Multithreading Doom's playsim

If it's not ZDoom, it goes here.

Multithreading Doom's playsim

Postby MartinHowe » Tue Mar 23, 2021 7:00 am

Prompted by finally considering what kind of CPU (by cores/threads) to buy for a new computer, I remember Graf saying ages ago that the playsim in Doom engine games has to be deterministic; also that while some of the rendering can be multithreaded, especially given the recent vertical sliced software renderer experiment by one of the devs, most of the playsim can not; it has to be deterministic.

For demos and multiplayer, I guess that's a given; but theoretically, if demos are not needed (I never watch them nor record them) and for SP only, does the playsim still need to be deterministic and if so why?

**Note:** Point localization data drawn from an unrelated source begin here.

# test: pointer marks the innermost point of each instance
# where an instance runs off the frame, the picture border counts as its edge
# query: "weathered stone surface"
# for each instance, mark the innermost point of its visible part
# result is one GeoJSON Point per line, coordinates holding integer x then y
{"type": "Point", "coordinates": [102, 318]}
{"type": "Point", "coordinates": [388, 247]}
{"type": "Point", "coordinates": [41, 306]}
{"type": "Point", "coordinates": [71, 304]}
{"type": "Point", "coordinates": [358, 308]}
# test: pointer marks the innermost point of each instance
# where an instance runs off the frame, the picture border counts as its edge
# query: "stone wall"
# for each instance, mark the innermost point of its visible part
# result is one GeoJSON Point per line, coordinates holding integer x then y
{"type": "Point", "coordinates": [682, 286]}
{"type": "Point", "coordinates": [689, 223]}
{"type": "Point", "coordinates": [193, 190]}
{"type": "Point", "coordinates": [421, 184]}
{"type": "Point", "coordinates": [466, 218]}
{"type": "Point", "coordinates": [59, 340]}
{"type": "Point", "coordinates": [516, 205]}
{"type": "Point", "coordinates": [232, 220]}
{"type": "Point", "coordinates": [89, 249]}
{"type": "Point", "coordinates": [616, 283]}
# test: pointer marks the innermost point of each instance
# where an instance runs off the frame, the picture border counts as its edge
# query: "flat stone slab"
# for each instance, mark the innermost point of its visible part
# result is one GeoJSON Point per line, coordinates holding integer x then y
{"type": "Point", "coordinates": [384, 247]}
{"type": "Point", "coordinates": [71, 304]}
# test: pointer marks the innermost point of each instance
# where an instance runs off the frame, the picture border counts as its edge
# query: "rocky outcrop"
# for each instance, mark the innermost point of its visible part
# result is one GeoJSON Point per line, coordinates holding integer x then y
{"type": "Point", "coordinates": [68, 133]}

If going beyond just that, could a nondeterministic playsim even have one thread per class of thinker, or even one per thinker, with a semi or completely asynchronous architecture? (And would it still feel like Doom :p)

Please note this is a theoretical question, I'm not angling towards an eventual feature request or anything; I suspect if doable, the internal architecture would require a huge rewrite in any case.
User avatar
MartinHowe
In space, no-one can hear you KILL an ALIEN
 
Joined: 11 Aug 2003
Location: Waveney, United Kingdom

Re: Multithreading Doom's playsim

Postby Graf Zahl » Tue Mar 23, 2021 10:38 am

The main problem here is that each ticked actor in the playsim can freely alter other actors. Now imagine two actors modifying something at the same time. Like monster dying from a projectile hit but also ticking itself at the same time and deciding to attack. Since order of execution is undefined the attack can occur right in the process of performing the death setup which means you can end up with a zombie, or worse, crash the game because one thread deletes what the other needs.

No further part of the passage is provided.